One frigid January day when I was about 14 years old, I pretended to be sick to stay home from school. I wove an elaborate web of lies to get over on my mom. I confess this is something I occasionally did and I feel bad about it, but this time was something special. That was the day the (then) new Van Halen album 1984 was to be released. Van Halen was my absolute favorite band at that time. To say I was a rabid fan is an understatement. My local rock station was going to premiere the new Van Halen single “Jump” and I was not going to miss it! So I tricked my poor, hard-working mother into believing her baby boy was suffering, though not enough to visit the doctor. That was no small feat, but I managed it.

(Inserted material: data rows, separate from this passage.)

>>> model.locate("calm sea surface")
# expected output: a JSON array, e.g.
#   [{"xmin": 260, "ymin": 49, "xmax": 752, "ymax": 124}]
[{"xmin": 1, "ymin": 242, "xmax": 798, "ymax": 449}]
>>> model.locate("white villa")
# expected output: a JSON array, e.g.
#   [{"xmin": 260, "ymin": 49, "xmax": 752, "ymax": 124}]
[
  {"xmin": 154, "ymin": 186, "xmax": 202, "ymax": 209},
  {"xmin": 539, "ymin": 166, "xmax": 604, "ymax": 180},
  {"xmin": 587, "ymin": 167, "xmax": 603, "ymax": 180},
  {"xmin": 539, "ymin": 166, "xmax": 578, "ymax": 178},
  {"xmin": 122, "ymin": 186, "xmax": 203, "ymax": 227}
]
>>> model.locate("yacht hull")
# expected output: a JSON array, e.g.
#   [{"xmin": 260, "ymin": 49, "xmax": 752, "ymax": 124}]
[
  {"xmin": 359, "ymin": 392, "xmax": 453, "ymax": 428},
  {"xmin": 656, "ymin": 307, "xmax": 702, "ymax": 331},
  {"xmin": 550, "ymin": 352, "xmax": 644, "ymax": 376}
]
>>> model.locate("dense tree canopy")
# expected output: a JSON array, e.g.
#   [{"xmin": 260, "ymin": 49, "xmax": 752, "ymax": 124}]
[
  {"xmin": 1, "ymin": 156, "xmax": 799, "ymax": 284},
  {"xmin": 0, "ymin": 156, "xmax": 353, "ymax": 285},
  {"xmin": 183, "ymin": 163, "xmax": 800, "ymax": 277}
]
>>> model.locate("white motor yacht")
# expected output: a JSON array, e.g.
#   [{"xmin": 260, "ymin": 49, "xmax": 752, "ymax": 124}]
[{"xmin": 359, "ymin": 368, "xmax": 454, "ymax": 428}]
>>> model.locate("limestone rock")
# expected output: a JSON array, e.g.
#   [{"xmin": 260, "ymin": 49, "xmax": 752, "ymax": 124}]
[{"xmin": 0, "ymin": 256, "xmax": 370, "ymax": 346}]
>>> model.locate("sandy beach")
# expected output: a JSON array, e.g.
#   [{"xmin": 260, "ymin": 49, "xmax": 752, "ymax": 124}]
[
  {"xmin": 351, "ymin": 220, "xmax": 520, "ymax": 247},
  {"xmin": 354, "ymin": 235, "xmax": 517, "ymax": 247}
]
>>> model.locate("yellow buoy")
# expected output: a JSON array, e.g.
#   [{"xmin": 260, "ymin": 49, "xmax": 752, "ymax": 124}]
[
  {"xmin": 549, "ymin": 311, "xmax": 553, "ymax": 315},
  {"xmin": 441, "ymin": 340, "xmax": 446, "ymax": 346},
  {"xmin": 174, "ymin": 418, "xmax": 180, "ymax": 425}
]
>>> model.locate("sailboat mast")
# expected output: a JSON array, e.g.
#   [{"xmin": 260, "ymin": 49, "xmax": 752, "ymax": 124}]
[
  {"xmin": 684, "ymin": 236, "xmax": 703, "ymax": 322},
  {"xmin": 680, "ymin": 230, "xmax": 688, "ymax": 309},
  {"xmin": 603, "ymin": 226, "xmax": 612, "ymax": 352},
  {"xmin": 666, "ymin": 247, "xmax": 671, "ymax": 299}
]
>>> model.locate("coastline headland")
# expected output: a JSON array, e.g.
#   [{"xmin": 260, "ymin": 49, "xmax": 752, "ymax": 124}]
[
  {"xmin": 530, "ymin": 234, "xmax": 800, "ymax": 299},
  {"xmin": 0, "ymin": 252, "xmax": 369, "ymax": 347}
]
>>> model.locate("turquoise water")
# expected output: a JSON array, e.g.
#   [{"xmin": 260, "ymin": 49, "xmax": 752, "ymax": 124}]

Finally, at about 7 p.m. “Jump” was moments away. Right about then, I realized the irony of having needlessly skipped school. True to my adolescent resiliency, I quickly made peace with that fact. There I sat, trying to identify each song by its opening notes and that’s when I heard it. There was a wash of keyboards followed by the unmistakable David Lee Roth yelp. This was it! This was…it? My heart sank and then broke. I hated the song. Eventually, I heard “Hot for Teacher” “Panama” and “I’ll Wait.” I disliked each song more intensely than the last. Twenty eight years later, I feel the same way about that collection of songs. I felt betrayed and my feelings about Van Halen have never been the same.
Everyone knows Van Halen’s 1984 went on to be a huge commercial success. Then, at the height of the band’s popularity it imploded and was eventually reborn with Sammy Hagar at the helm. Years later, the Hagar-led incarnation likewise expired and what followed were years of disarray, marked by a couple of failed reunion attempts with Roth and a general diminishing of the band’s once formidable legacy.